The first list to the Welsh
200m P30 hills was published on Geoff Crowder’s website v-g.me in 2000; this
list preceded the list of TuMPs by nine years, the list proved a very useful
resource for the TuMP compilation for this category of hill.
The Welsh 200m P30 list
documents all hills in Wales that are at or above 200m in height and are below
300m in height, to qualify for the main list each hill requires a minimum of
30m of prominence.
The hills listed below are
updates to the Welsh 200m P30 list originally published on Geoff Crowder's
website. To see the original list click {here}
The original published list had
a Sub-List which was entitled ‘Hills to Survey’. This list consisted of all hills in Wales in
the stipulated height band that have a minimum of 20m of prominence, but do not
meet the minimum 30m of prominence to enter the main list, according to
Ordnance Survey map spot heights and contours.
Nowadays the standard Sub-List takes in all hills that have a minimum of
20m of prominence. However, the Hills to
Survey Sub-List discounted hills whose map spot heights gave a drop value of
less than 30m, but more than 20m. By doing
so, the only hills that were Sub-Listed were those that map values dictated
stood a chance of entering the main list, for example; if a hill had a summit
spot height of 250m and a bwlch spot height of 221m, it was not listed in the
Hills to Survey Sub-List as with 29m of drop I thought it did not stand a
chance of main list qualification.
When compiling the Sub-List I
was measuring many hills for P30 status using a basic levelling technique,
please click {here} for more information concerning this. I now know that Ordnance Survey spot heights
have a standard margin of uncertainty of + / - 3m associated with their
accuracy. Therefore many hills that were
not listed in the original Sub-List may have sufficient drop to enter the main
list. Because of this the Sub-List has
been altered to include all hills that have a minimum of 20m of drop but are
not known to attain the minimum 30m of drop to enter the main list.
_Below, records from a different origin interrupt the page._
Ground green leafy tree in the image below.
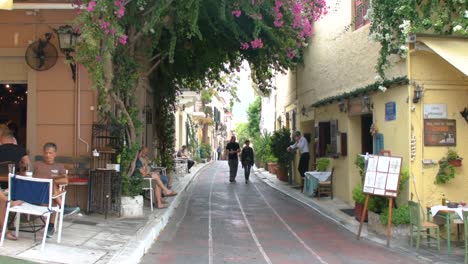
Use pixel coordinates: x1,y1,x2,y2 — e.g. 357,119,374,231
75,0,326,179
247,96,262,139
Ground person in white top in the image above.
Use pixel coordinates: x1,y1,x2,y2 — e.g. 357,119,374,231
287,131,310,192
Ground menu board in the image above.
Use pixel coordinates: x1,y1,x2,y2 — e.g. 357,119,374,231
363,155,403,197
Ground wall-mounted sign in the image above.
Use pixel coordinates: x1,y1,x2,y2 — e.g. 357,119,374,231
424,104,447,119
385,102,396,121
348,97,372,116
424,119,457,146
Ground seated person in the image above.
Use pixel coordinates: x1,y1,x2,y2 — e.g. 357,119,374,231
135,147,177,209
0,192,23,240
33,142,80,238
0,129,31,174
177,145,195,173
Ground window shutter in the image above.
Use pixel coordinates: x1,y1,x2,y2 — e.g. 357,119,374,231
327,120,338,154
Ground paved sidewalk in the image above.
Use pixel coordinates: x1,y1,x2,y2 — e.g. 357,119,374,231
253,167,464,264
0,163,209,264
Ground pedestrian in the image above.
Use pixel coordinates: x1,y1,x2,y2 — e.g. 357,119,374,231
226,136,240,182
287,131,310,192
241,139,254,184
216,145,223,160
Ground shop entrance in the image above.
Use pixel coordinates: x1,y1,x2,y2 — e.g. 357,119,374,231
361,114,374,154
0,83,28,148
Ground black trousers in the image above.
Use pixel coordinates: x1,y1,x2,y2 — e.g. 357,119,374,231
228,159,239,181
244,164,252,181
187,159,195,172
297,152,310,178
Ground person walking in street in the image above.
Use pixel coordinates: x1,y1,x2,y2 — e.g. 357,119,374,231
287,131,310,190
216,145,223,160
241,139,254,184
226,136,240,182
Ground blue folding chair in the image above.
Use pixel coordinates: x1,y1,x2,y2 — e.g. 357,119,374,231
0,174,66,250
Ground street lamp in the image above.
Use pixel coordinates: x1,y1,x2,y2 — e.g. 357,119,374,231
55,25,79,81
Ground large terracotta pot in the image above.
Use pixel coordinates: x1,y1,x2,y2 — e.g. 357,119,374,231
354,203,367,222
276,166,288,182
268,162,278,174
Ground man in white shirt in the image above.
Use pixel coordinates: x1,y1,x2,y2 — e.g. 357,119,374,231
288,131,310,191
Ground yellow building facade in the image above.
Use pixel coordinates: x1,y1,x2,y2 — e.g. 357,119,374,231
276,3,468,206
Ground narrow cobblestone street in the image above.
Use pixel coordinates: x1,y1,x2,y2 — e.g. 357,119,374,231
141,161,420,264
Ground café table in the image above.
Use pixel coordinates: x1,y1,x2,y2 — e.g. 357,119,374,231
428,205,468,254
304,171,331,196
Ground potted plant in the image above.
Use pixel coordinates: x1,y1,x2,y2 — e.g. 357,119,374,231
270,128,293,181
434,158,455,184
447,149,463,167
352,183,367,222
317,158,330,171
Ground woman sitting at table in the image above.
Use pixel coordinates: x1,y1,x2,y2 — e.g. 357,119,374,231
135,147,177,209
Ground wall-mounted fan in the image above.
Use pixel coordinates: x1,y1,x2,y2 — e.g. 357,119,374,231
24,33,58,71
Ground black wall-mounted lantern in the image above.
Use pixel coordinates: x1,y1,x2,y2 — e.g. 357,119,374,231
460,107,468,123
55,25,79,81
301,105,309,116
338,100,348,113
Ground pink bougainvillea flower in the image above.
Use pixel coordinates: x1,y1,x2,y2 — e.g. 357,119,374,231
241,42,249,50
286,49,296,60
231,10,242,17
250,38,263,49
119,35,128,45
87,1,96,12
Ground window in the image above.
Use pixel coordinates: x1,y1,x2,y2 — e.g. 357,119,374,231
316,120,338,157
354,0,369,30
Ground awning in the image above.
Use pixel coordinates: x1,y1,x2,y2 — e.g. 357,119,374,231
417,37,468,76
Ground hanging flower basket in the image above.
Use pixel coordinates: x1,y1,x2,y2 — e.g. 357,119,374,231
448,159,462,167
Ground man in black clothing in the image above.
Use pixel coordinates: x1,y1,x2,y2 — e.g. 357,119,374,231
0,130,31,172
226,136,240,182
241,139,254,183
177,145,195,173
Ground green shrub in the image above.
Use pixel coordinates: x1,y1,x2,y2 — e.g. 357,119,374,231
200,143,211,159
270,127,293,171
353,183,366,204
122,170,143,197
380,205,410,225
317,158,330,171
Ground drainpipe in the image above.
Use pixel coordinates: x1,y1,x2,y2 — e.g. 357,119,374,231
76,64,89,153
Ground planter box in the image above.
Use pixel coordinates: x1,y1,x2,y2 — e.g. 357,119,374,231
354,203,367,222
276,166,288,182
367,212,409,240
268,162,278,174
120,195,143,218
448,159,461,167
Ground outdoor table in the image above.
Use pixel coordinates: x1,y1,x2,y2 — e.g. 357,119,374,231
88,168,122,219
430,205,468,254
304,171,331,196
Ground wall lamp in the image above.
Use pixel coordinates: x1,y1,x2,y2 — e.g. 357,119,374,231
460,107,468,123
301,105,309,116
338,100,348,113
55,25,79,81
413,85,423,104
362,95,374,111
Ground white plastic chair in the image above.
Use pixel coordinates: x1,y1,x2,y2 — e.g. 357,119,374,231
0,174,66,251
141,177,154,212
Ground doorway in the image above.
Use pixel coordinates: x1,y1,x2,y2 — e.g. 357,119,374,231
361,114,374,154
0,83,28,148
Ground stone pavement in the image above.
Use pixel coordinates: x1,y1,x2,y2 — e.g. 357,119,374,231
0,163,208,264
253,167,464,264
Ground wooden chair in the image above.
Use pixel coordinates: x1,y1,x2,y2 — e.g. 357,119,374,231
408,201,440,251
317,168,334,200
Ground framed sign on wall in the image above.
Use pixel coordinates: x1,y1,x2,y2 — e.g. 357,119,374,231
424,119,457,146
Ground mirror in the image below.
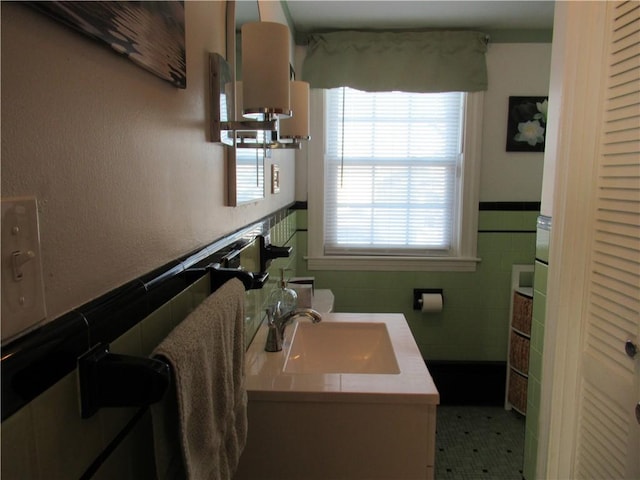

The hills listed below are
those major amendments to the original Welsh 200m P30 list as it appears on
Geoff’s website. There are many hills
that have been promoted from the Hills to Survey Sub-List to the main list,
whilst there are many additions to the Sub-List now that it has been
standardised to include all 20m minimum but below 30m drop hills.
When the 200m P30 list was
first published it was the first to this category of hills and in some way it
and its other 100m height band lists paved the way for Clem’s data that later
appeared on the RHB file database and then for the TuMPs listing by Mark
Jackson.
As well as the first P30 list
to this height band the list is now the first to include a comprehensive
Sub-List.
TuMP baggers beware; as the
main list also includes P30’s not listed by Mark Jackson, so if you want to
visit all P30’s you’ll have to include some non TuMPs to do so.
The list will be updated on a
weekly basis and will be done so through each Group category, starting from the
north and working south. The seventeenth
Group is Corndon.
Corndon
North of the Lack Brook
at SO 259 947 and the border with England, continuing north of the Camlad to the
border with England at SO 300 922.
Bordering with Beacon Hill to the south and the English border to the
east, north and west.
Sub-Twmpau - 200m updates
Pt.
247m 247m SO 312 933
With a summit spot height of
247m and an estimated bwlch height of c 222m, giving the hill c 25m of drop,
this hill is a new Welsh 200m Sub-P30.
The area of the bwlch has a 222m spot height on it, but as this is not
centred the height of the bwlch is only estimated.
Castle
Hill c 281m SO 314 945
The name of the hill is taken
from the Ordnance Survey enlarged mapping on the Geograph website, as is the
bwlch height of 257m. The summit height
has been estimated as c 281m, giving a drop of c 24m.